Monday, May 12, 2008

Random thoughts about estrangement and fellowship

I'm strictly talking to myself in this post, for future reference, so I'm not trying to make it understandable to anyone else. Questions are always welcome.

I keep wondering what else I can do about defamation campaigns excused as defending the Faith. One idea was to post a copy of the letter from the House of Justice about responding to attacks, with examples, and invite Baha'i bloggers to read it.

Then I had a feeling that I wasn't getting to the heart of the issue. The heart of it for me is estrangement between Baha'is. I already know what I want to do about that, but I keep wanting to do more about online feuding.

One idea was to practice and promote fellowship between people associated with different camps. I thought of posting ideas and examples about how to do that. Then I got confused about what to call the camps. Liberals, non-protesting members?

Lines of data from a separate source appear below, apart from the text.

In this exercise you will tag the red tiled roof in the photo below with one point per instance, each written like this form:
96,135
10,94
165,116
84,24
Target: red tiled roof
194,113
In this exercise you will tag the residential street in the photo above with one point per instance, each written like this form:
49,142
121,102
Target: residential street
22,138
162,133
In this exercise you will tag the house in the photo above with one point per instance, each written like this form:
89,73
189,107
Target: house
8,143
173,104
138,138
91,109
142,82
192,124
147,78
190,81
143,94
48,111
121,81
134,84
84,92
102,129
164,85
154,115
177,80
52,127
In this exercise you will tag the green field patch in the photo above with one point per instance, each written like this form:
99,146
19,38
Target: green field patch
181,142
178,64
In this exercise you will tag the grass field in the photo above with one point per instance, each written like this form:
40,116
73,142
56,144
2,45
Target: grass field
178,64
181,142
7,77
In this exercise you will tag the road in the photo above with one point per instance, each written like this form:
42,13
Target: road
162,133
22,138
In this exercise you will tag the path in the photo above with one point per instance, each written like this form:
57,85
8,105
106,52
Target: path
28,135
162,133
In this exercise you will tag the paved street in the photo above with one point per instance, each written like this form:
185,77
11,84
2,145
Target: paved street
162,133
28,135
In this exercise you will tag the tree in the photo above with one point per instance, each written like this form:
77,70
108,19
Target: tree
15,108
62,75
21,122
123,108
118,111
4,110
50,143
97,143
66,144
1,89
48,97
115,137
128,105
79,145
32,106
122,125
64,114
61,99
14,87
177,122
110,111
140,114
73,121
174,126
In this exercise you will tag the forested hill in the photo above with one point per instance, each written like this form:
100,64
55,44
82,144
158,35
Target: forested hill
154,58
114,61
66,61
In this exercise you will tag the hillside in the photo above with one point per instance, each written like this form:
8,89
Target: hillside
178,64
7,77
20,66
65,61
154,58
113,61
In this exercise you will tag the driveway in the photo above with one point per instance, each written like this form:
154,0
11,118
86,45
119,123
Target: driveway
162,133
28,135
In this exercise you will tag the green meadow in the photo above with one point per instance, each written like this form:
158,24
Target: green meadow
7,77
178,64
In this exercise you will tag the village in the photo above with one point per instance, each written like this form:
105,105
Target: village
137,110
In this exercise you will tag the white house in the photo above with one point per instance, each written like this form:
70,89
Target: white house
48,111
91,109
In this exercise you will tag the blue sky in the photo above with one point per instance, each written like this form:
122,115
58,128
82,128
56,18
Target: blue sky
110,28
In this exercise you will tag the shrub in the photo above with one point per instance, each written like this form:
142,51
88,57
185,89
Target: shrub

Is there some way to avoid labeling the camps altogether?

Around and around.

Back to square one. What first attracted my attention was the feuding I saw. Now I see that as only the tip of an iceberg. Abuse and violence thrive in a climate of estrangement. The people I've seen feuding are associated with online communities estranged from each other. The people I've seen campaigning against the House of Justice have associated with each other on the Talisman list. The people I've seen campaigning against them have not all associated with each other. I've seen some of them at Beliefnet and others on trb. Now I see one blogging that I've never seen before. Some of them might be as estranged from each other as they are from Talisman liberals.

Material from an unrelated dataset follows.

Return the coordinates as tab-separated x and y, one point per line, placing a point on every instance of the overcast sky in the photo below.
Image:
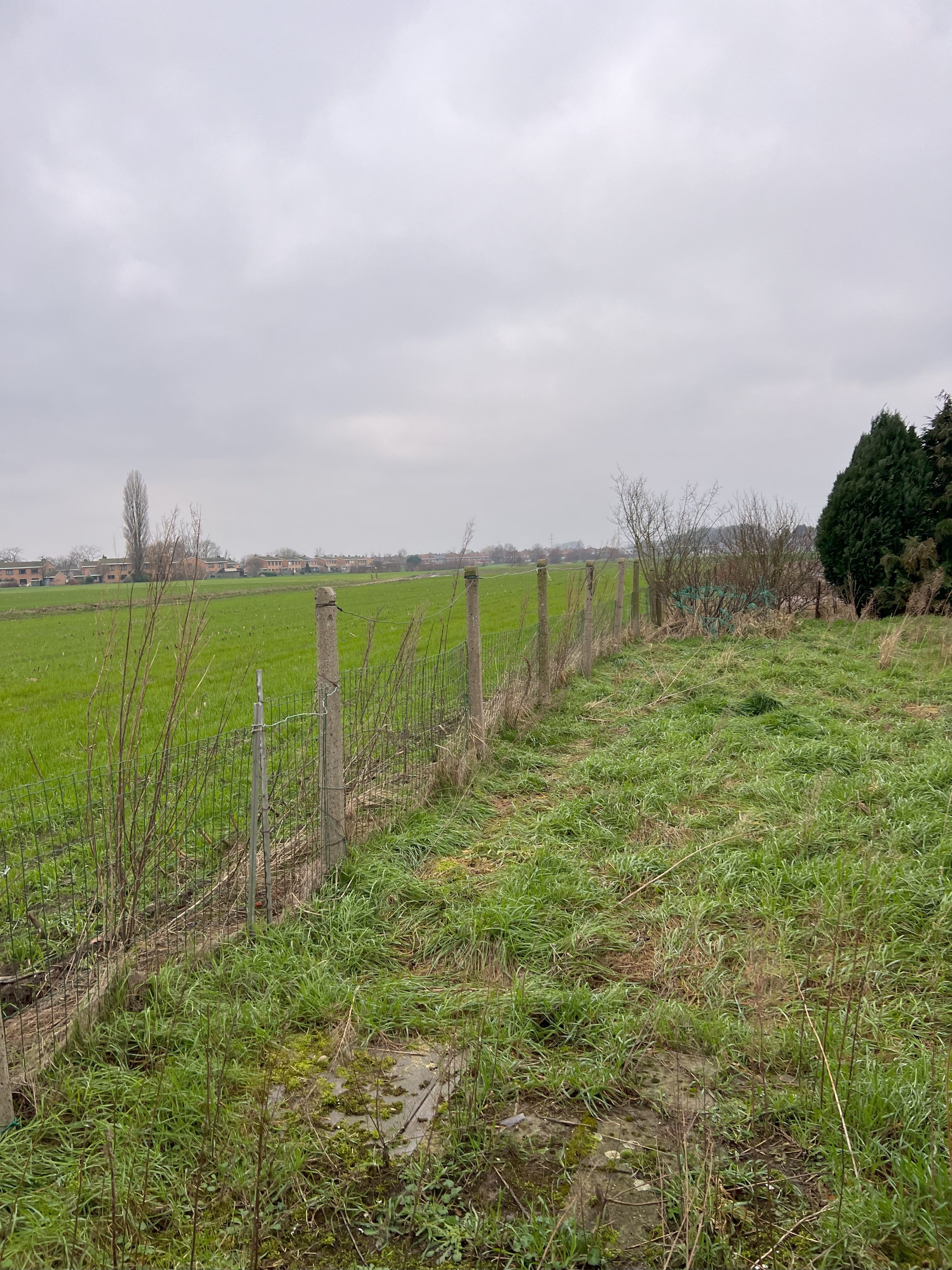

I've seen this before. The appearance of two camps is misleading. People campaigning against the House of Justice are not part of a single fellowship or community. People campaigning against them and excusing that as defense of the Faith are not part of a single fellowship or community.

I want to see more fellowship across boundaries, but what boundaries? All of them, of course, but where do I want to start?

One kind of division I see behind all this in the larger community is associated with Baha'i bandwagons. I want to see more fellowship between people who are on the bandwagons and people who aren't.

I see at least seven Baha'i communities on line estranged from each other. I see a few people spending time in more than one community.

I wonder . . . could it serve my purposes just as well, (or better) to practice and promote spending time in other communities, in fellowship with people whose ideas and interests seem contrary to ours, Baha'i or not?

That's what I was doing when I first joined the Talisman list, and now I'm planning to do it some more. I've also spent some time in a Gay Baha'i forum, an atheist forum, and a Pagan forum.

2 comments:

Steve Marshall said...

Hi Jim,

Here's another way to analyse the situation:

It's about individuals losing one set of beliefs and gaining another set of beliefs. Each journey is different. One person's primary journey may be giving up a long-standing social and economic development project to focus on the Ruhi method. Another person's focus may be on a re-evaluation of their relationship with the Baha'i administration. In the process each of these people go through a sense of loss -- loss of belief, and also loss of close connections with people who shared their old values. Plus, they go through a sense of gain and excitement as new attachments are created.

Just as the grief process has stages (denial, anger, bargaining, depression, acceptance) the "reattachment process" ("religion"?) probably has similar stages.

I try to ignore the categories and labels attached to individuals and online communities. It's not difficult, because the same kinds of individual behaviours and attitudes are manifest on both Talisman and Bahai-discuss -- two online communities that are generally considered to be quite distinct.

What matters is the individual, and where each individual is in their grief and re-attachment stories. Each one will have hot-button issues as they work through the issues and interact with each other.

What can you do? Practising and promoting fellowship by meeting people on their own level is a perfect start -- and you already do that exceptionally well. Exploring your own grief and re-attachment stories is also a healthy way to go, I think.

Jim Habegger said...

Thank you, Steve. That was very nice.

"Exploring your own grief and re-attachment stories is also a healthy way to go, I think."

My own grief and re-attachment stories? Hmm. I hadn't thought of that. Hmm. I don't remember anything like that happening to me. Hmm. Something to ponder. Maybe, a long time ago. I'll try to remember.

I don't have beliefs any more. I learned to do without beliefs many years ago, and it didn't happen suddenly. Now I only have views, models, understandings, and other ways of thinking, and I never have to give any of them up to learn new ones.